To determine how ribosome biogenesis and the interferon response are associated, we knocked down one of the key ribosome biogenesis factors, BOP1, in A549 cells, with and without interferon treatment. The resulting samples were analyzed by mass spectrometry and RNA-seq. Differential expression analysis revealed a subset of ISGs which had higher protein abundance in the BOP1-depleted condition, further supporting that ISGs are uniquely regulated. To validate that this was regulation at the translational level, the RNA-seq data revealed no significant differential expression in the candidate ISGs in the knockdown condition compared to control with interferon stimulation. The protein- and gene-level differential expression results of interferon-stimulated BOP1 knockdown were aligned for further analysis. Specifically, the codon adaptation index (CAI) was calculated to investigate the codon optimality of genes with protein differential expression greater than the transcript differential expression.
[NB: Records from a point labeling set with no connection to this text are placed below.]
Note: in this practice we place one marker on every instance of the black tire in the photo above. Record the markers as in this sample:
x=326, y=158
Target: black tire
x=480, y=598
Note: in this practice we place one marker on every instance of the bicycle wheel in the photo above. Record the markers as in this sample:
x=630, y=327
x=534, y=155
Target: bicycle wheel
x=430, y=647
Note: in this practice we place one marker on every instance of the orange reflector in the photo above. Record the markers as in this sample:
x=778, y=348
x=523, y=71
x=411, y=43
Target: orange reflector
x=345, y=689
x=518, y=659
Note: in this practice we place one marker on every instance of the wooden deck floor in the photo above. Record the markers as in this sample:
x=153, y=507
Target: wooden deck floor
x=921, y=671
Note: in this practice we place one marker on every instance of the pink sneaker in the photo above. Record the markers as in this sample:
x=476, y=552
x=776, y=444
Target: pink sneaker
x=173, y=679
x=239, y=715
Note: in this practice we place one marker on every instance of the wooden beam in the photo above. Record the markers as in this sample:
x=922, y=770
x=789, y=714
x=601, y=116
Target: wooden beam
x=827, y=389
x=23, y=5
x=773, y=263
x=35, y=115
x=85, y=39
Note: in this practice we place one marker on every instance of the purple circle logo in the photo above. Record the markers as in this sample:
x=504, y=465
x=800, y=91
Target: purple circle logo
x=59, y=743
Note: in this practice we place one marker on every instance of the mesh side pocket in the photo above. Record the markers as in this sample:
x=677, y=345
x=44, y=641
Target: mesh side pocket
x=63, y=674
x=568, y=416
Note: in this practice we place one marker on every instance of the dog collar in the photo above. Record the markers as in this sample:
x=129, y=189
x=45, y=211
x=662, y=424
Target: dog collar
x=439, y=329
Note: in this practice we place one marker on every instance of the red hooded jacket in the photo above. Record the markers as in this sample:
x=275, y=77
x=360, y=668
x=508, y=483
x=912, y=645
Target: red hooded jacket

In both the overall dataset and an ISG dataset, genes that had higher protein differential expression had a lower CAI, indicating codon non-optimality.

Canonically, codon non-optimality results in mRNA instability due to ribosome stalling and subsequent degradation; however, we propose that in instances of ribosome perturbation, such as ribosome biogenesis knockdown, the reduction in ribosome abundance prevents ribosome queuing and therefore increases mRNA stability and ultimately protein production (Figure 1). In times of stress, such as virus infection, ISGs and other immune-related proteins still need to be rapidly translated despite known reductions to host translation. It is possible that the reduced codon optimality of critical immune pathway transcripts is a method of ensuring robust translation of the immune response. Future work will clarify the role of codon optimality in the upregulation of both ISG and non-ISG proteins to further elucidate the proposed mechanism of translational regulation.

Figure 1: A proposed model for the increased protein levels of ISGs during BOP1 knockdown and IFN stimulation (created with Biorender).